The minor setback prevented Armstrong from riding for just less than a week and on June 15, the Olympic selection committee nominated her to represent the United States in the women’s road race along with the time trial.
Armstrong may be a favorite to repeat in the time trial race, as she’s won all eight international-caliber races she’s entered this year.
In an interview with the Idaho Press Tribune, Armstrong, who coincidently is not related to the most decorated male road cyclist in history, said the injury will not hamper her preparation for the summer games.

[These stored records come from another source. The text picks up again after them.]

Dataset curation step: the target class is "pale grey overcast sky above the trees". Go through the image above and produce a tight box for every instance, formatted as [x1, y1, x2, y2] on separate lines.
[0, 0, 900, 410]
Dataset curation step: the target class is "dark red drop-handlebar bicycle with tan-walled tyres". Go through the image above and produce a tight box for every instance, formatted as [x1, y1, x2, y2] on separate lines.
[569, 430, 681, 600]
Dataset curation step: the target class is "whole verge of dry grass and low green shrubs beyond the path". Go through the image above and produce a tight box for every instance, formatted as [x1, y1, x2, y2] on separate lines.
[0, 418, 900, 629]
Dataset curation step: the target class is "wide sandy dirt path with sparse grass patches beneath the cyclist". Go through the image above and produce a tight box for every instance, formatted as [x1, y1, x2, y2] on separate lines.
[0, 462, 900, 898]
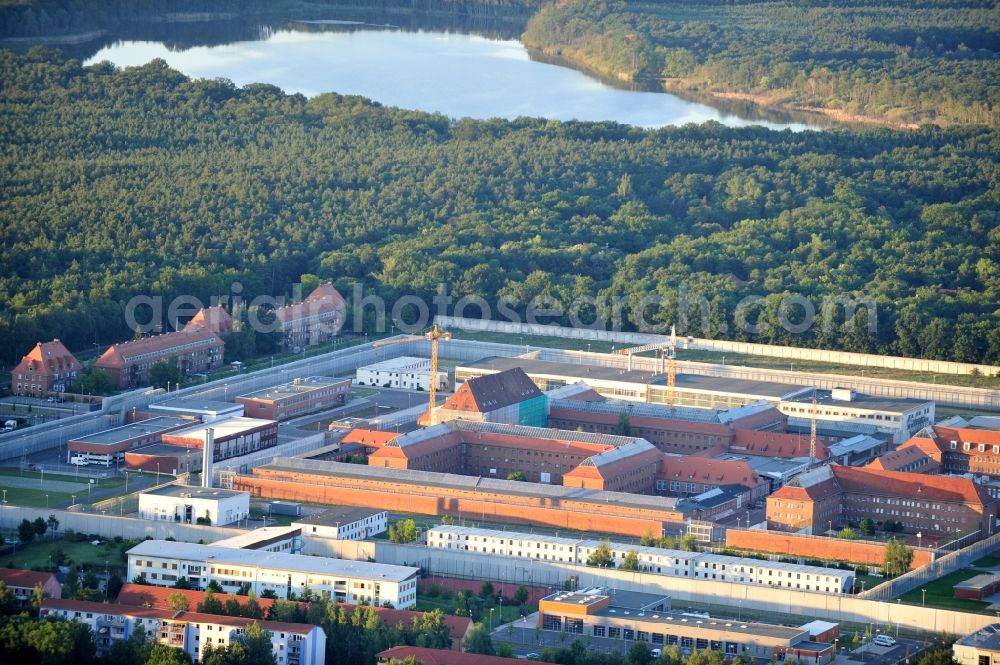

“I want to show people that this injury is not going to be a hindrance for me going to London – I want to show people I’m strong and ready to fight,” Armstrong said. “… Nine weeks, with the fitness I have, it’s nothing.”
Armstrong was poised to win the race that she crashed out of, and as the favorite, she had set herself up to finish the time trial in less than four minutes. Her teammate, Theresa Cliff-Ryan, won the race with a time of 4:09.64.
By making a crowd appearance a day following the injury, Armstrong was on a mission to prove something to the selection committee that eventually made her a part of the Olympic team.
“I did want to show USA Cycling, I wanted to show my competitors, and if the selection committee was watching, I wanted to show them,” Armstrong told the Associated Press. “It might take me out for a few days, but it’s not going to keep me down.”
Whether it was her message to the committee, her previous success on the Olympic stage or her time trial dominance in 2012, Armstrong was worthy of her hard-earned spot and she’ll be wearing the red, white and blue of the USA in about a month’s time, seeking Olympic gold once again.